You're also immediately in competition for software professionals with existing software companies. Given the high salaries, most of those employers already have developer friendly working environments and established hiring practices suited to luring developers to work for them. This sort of special case is hard for large companies without an existing empowered developer organisation. I saw a lot of that at the Government as well.

But the real macro problems are much more interesting. Even if you think 50% is a high mark for the ratio of software folk to others, you probably agree you need a lot more than you have today. And those developers just don't exist today to allow everyone to be a software company. Nor would I argue is education in the near term producing enough skilled people to fill that gap tomorrow. So, what happens?
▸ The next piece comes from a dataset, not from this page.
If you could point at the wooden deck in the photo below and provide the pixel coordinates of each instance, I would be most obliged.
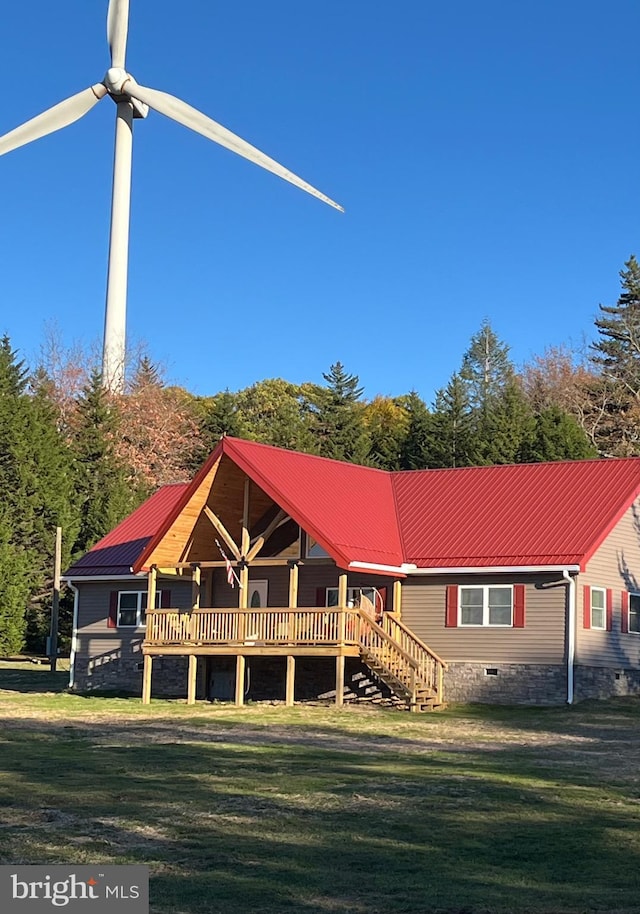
(396, 656)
  • Does everyone sort-of become a software company but not quite?
  • Do most organisations struggle to hire and maintain a software team and see the endeavour fail?
  • Do increasing numbers of developers end up working for a small number of larger and larger software companies?
  • Does outsourcing bounceback, adapt and demonstrate innovation and transformation qualities to go along with the scale?
  • Countries like India or China are able to produce enough software engineers at scale to allow there companies to act on everyone becoming a software company?
  • We see clear winners and losers, ie. companies which become software companies and accelarate away from those that don't?

Personally I think to take advantage of the idea behind the meme we're going to need order of magnitude more efficient approaches to software delivery. What that looks like is the most interesting question of all.

Caveats

The above is not a detailed analysis, and undoutedly has a few holes. It also doesn't overly question the advantage of being a software company, or really question what we actually mean by everyone. But I think the central point holds: Everyone is NOT a software company, nor will everyone be a software company any time soon, unless we come up with a fundamentally better approach to service delivery.